Ricardo Tili, relator do caso, e Fernando Mosna votaram por não acatar o cumprimento, por avaliar que já existia uma decisão anterior do Tribunal Regional Federal da 1ª Região (TRF-1), uma instância superior, que anularia a ordem da juíza do Amazonas desta semana.

Já Agnes da Costa e o diretor-geral, Sandoval Feitosa, votaram por cumprir a decisão judicial, conforme sugerido pela Procuradoria da Aneel, mas, em vez de aprovar os termos colocados pela Âmbar em junho, deixar em aberto a possibilidade de a empresa apresentar uma proposta mais adequada.

"Não tenho o que proclamar, porque não temos decisão. Então, é mais um processo... já pedi um contato direto da 1ª Vara Federal do Amazonas para comunicar à magistrada que não conseguimos chegar a um resultado", disse Feitosa, ao fim da deliberação do processo.

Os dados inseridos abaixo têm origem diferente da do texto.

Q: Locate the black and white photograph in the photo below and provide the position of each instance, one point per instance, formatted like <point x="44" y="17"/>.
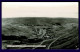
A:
<point x="40" y="25"/>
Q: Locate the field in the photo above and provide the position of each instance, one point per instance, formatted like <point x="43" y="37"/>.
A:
<point x="55" y="33"/>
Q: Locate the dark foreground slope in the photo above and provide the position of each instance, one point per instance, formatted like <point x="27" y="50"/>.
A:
<point x="55" y="33"/>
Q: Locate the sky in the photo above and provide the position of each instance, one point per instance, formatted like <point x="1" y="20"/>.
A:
<point x="39" y="9"/>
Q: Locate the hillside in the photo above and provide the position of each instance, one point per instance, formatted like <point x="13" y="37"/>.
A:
<point x="57" y="33"/>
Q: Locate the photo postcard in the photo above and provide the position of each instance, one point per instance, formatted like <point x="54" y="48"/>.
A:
<point x="40" y="25"/>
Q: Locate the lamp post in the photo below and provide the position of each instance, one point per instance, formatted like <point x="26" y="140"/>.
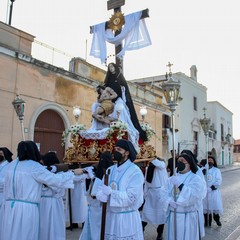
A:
<point x="119" y="107"/>
<point x="10" y="13"/>
<point x="76" y="113"/>
<point x="171" y="89"/>
<point x="205" y="124"/>
<point x="19" y="106"/>
<point x="143" y="112"/>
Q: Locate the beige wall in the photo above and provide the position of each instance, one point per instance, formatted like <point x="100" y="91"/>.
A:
<point x="40" y="85"/>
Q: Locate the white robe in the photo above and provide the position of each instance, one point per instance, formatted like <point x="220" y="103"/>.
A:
<point x="3" y="169"/>
<point x="52" y="218"/>
<point x="92" y="226"/>
<point x="155" y="208"/>
<point x="22" y="191"/>
<point x="214" y="197"/>
<point x="187" y="208"/>
<point x="78" y="201"/>
<point x="123" y="218"/>
<point x="200" y="203"/>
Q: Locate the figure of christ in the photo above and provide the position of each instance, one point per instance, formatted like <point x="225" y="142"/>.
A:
<point x="105" y="104"/>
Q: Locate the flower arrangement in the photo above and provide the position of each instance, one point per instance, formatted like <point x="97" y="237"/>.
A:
<point x="148" y="129"/>
<point x="73" y="130"/>
<point x="119" y="127"/>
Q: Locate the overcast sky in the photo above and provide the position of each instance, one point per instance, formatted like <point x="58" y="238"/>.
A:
<point x="204" y="33"/>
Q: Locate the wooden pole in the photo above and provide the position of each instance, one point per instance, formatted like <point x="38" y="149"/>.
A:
<point x="70" y="207"/>
<point x="104" y="208"/>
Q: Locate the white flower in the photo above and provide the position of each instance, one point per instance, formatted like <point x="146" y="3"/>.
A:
<point x="73" y="131"/>
<point x="119" y="127"/>
<point x="148" y="129"/>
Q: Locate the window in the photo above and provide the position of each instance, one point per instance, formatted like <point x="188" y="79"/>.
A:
<point x="166" y="123"/>
<point x="222" y="132"/>
<point x="195" y="103"/>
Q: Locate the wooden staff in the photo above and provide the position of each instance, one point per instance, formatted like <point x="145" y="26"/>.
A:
<point x="104" y="207"/>
<point x="70" y="208"/>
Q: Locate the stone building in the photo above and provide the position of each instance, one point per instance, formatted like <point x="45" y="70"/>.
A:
<point x="51" y="92"/>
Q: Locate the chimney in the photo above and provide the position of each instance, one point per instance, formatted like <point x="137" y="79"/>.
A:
<point x="193" y="71"/>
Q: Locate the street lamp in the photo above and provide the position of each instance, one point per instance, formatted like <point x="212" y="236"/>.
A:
<point x="10" y="14"/>
<point x="205" y="124"/>
<point x="119" y="107"/>
<point x="143" y="112"/>
<point x="171" y="89"/>
<point x="76" y="113"/>
<point x="19" y="106"/>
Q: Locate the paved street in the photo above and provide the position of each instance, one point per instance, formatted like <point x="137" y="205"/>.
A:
<point x="230" y="229"/>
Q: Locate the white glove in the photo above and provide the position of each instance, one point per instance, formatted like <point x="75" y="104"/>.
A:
<point x="173" y="204"/>
<point x="107" y="190"/>
<point x="101" y="196"/>
<point x="90" y="172"/>
<point x="176" y="181"/>
<point x="209" y="189"/>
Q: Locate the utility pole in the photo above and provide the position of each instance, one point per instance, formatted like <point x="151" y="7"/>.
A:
<point x="10" y="13"/>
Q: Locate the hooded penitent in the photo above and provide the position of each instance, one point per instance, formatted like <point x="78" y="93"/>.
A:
<point x="191" y="162"/>
<point x="7" y="153"/>
<point x="27" y="150"/>
<point x="191" y="154"/>
<point x="105" y="162"/>
<point x="128" y="146"/>
<point x="50" y="158"/>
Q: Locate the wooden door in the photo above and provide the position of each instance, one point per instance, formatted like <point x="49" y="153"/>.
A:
<point x="48" y="133"/>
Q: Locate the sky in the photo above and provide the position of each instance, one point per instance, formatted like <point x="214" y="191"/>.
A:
<point x="187" y="32"/>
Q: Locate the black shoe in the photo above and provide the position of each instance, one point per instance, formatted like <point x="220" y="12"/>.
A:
<point x="74" y="225"/>
<point x="159" y="237"/>
<point x="219" y="223"/>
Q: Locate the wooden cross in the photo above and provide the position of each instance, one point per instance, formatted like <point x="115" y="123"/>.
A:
<point x="116" y="6"/>
<point x="169" y="65"/>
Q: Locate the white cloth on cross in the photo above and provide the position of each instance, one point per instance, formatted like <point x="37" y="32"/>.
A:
<point x="134" y="33"/>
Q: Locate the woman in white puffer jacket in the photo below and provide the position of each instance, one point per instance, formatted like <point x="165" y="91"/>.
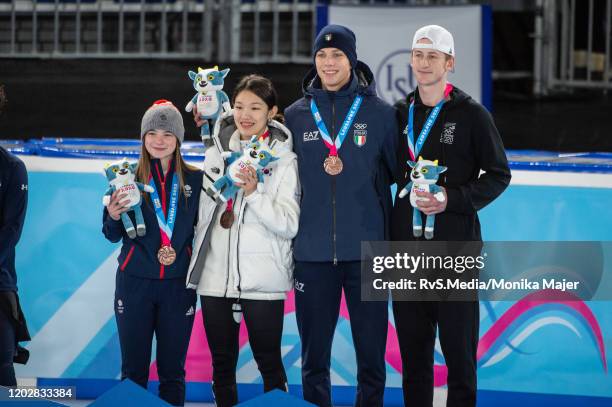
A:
<point x="242" y="261"/>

Segundo análises da área técnica e da Procuradoria da Aneel, a proposta inicial da empresa de energia dos irmãos Batista para assumir a concessionária de distribuição do Amazonas é desfavorável aos consumidores de energia de todo o país, ao embutir custos bilionários desnecessários na conta de luz, e está em desacordo com determinações de uma medida provisória sobre o tema editada pelo governo federal.

Procurada, a Âmbar afirmou que "segue confiante" na aprovação pela Aneel de uma nova solução apresentada pela empresa nos últimos dias, "por ser a mais favorável para a população do Amazonas, os consumidores de energia de todo o país e a União".

Os diretores da Aneel chegaram a comentar sobre o novo plano da Âmbar em reunião nesta sexta-feira, mas ponderaram que a agência não teve tempo de fazer uma ampla análise ele.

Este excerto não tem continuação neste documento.